Ce Shabbat de guerre a aussi eu ses victimes invisibles — celles que les missiles ne touchent pas directement, mais que la peur, le stress et l’effort physique foudroyent dans les abris. Ce soir à Tel Aviv, un homme d’une cinquantaine d’années a fait un arrêt cardiaque et s’est effondré dans un abri public alors que les sirènes retentissaient sur la ville. Il est en vie. De justesse.
L’intervention d’urgence dans l’abri
L’alerte est parvenue au centre de régulation 101 du Magen David Adom dans la région Dan. Des équipes ont été immédiatement dépêchées sur place, rejointes par une ressource exceptionnelle : le directeur de l’unité de soins intensifs cardiaques de l’hôpital Ichilov, le professeur Kobi Shaham, qui se trouvait en astreinte et a été envoyé en urgence sur les lieux.
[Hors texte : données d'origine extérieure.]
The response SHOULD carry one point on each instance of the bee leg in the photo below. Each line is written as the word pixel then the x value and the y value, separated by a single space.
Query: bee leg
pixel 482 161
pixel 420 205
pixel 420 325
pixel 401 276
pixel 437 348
Sur place, les équipes ont engagé des manœuvres de réanimation avancées — massages cardiaques, ventilation assistée, chocs électriques répétés par défibrillateur. Après plusieurs chocs, le cœur de l’homme a repris son activité. Il a été transporté en urgence à l’hôpital Ichilov, où son état est décrit comme grave mais stable.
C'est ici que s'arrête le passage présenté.